In previous Telehouse for Technophiles blogs, we’ve looked at present-day, advanced technologies affecting the data center, such as adiabatic cooling, the increased usage of Deep Machine Learning and the proliferation of Big Data analytics. But what changes can we anticipate in 2017 and beyond?
Let’s explore various predictions concerning design, operational and technological advances in the data center, as well as some of the market drivers that we can expect will influence the industry in the coming year and into the future.
Introducing the Skyscraper Data Center
Eschewing current designs in which data centers are low and sprawling, two European architects, Marco Merletti and Valeria Mercuri, have proposed a data center rising 65-stories tall. While only in the blueprint phase, the futuristic, tower-like structure would feature sustainable technology to cool hundreds of thousands of servers and be powered by geothermal energy and hydropower. The data center’s cylindrical design would create a chimney effect whereby the hot air inside the tower goes up and sucks the cold air from the outside, and the outside cold air would reenter through servers arranged in pod units that would cool naturally.
Minding the Store
We can expect storage to continue to evolve at a brisk pace to meet future data center demands. Over the course of the next two to three years, all-SSD storage products will replace bulk hard drive secondary tier boxes, while either some form of local PCIe drives or vSAN will host primary storage.
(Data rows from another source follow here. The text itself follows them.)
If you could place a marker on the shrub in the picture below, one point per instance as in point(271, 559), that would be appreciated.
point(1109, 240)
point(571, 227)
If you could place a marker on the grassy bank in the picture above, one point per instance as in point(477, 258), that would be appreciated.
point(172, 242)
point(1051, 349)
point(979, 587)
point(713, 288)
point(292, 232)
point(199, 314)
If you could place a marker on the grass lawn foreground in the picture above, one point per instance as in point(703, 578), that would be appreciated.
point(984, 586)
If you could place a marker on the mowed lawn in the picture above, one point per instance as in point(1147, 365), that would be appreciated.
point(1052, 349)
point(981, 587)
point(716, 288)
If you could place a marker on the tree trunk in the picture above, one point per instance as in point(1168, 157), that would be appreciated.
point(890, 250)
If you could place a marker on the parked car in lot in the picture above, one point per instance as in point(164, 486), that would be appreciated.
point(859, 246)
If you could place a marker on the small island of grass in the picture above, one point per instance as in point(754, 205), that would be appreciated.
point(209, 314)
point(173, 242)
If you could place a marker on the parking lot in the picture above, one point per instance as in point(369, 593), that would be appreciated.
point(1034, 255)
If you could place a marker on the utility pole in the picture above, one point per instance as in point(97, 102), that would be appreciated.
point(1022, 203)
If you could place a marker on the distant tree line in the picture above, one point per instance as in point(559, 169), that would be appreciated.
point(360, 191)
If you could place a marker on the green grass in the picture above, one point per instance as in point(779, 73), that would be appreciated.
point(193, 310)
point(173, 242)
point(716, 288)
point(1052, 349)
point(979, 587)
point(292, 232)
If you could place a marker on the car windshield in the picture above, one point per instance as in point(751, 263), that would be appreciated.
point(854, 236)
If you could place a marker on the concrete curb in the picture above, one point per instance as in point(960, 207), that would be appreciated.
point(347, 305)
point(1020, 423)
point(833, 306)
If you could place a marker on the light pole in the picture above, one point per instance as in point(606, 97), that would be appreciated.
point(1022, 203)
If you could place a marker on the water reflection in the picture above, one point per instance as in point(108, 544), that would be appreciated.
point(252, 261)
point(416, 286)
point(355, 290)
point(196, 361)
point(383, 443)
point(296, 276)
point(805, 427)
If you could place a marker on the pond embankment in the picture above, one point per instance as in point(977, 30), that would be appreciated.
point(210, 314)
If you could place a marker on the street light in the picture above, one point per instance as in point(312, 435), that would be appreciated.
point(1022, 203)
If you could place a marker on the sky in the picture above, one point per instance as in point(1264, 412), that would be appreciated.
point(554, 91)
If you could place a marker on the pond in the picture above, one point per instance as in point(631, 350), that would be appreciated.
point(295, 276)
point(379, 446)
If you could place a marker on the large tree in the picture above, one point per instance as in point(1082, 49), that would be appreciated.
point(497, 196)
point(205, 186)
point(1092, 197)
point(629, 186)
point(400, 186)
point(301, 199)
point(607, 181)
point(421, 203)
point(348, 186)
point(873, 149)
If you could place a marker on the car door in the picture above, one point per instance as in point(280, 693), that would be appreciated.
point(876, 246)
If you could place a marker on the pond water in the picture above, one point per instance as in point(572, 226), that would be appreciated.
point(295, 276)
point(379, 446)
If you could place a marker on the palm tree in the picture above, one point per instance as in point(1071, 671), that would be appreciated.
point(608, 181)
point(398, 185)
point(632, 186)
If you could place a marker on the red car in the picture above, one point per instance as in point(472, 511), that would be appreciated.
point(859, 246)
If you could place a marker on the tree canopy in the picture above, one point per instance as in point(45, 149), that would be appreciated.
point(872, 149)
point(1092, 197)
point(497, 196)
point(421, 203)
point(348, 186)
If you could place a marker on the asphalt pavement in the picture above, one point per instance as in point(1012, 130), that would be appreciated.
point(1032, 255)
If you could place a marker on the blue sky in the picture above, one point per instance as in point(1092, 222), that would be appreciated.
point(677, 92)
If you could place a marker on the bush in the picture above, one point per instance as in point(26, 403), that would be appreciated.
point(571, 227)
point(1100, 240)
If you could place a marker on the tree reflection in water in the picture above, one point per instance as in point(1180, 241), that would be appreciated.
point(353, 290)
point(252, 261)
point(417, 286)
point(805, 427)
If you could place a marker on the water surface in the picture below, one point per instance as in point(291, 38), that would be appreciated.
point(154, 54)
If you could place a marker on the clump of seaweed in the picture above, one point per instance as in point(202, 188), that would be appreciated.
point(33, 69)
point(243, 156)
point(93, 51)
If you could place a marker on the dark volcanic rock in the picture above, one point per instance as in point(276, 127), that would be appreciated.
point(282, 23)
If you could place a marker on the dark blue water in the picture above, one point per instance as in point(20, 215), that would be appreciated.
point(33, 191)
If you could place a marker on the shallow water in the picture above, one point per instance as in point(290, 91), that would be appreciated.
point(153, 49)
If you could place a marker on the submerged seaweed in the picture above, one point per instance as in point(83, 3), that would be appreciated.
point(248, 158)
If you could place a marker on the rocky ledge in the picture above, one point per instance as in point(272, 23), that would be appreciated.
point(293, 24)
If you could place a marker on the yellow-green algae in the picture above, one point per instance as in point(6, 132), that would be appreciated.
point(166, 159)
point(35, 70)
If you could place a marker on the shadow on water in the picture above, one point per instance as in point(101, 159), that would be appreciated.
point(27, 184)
Backup and archival storage will migrate to public clouds, and it’s likely that a portion of secondary storage will too, as vendors solve lingering latency issues for public cloud storage.
Software-Defined Infrastructure Goes Vogue
Software-Defined Infrastructure (SDI) will become all the rage in the not too distant future, making use of the same approaches we’re already seeing for managing server orchestration. SDI offers a more flexible and responsive data center architecture that enables IT to focus on creating and managing new services and capabilities. With user control extended to the virtual infrastructure and service on demand, the administrative tasks of setup and configuration maintenance will become so yesterday.
For Those That Prefer Small
Modular data centers, which include all the necessary IT, power, cooling, fire protection and access control elements, consist of pre-fabricated building blocks that can be deployed in a fraction of the time it takes to construct a brick-and-mortar facility. Modular data centers, which can withstand virtually any weather condition, can also be easily shipped to areas where building a permanent data center is impractical, such as desert climates, jungles and even the Arctic Circle. They’re also considered to be ideal for emergency response operations. Moreover, the small size and portable nature of modular data centers make them suitable for mobile network providers, many of which are increasingly turning to distributed data centers as the platform to run Network Function Virtualization (NFV).
Some industry experts consider modular data centers as representing the natural evolution from the distributed data center model of today and the centralized data center that preceded both. While North America is likely to remain the largest modular market in size, China, India, and Brazil are expected to emerge as the highest growth markets. MarketsandMarkets estimates the global market for modular data centers will grow from approximately $10.3 billion in 2016 to $38.3 billion by 2021, at a CAGR of nearly 30 percent.
From startups to Fortune 500 companies, data management is at the core of every business model and a critical element of any organization’s success. Predicting this shift over a quarter of a century ago, Telehouse has built a global footprint of 48 data centers that support SMEs to large enterprises everywhere they do business.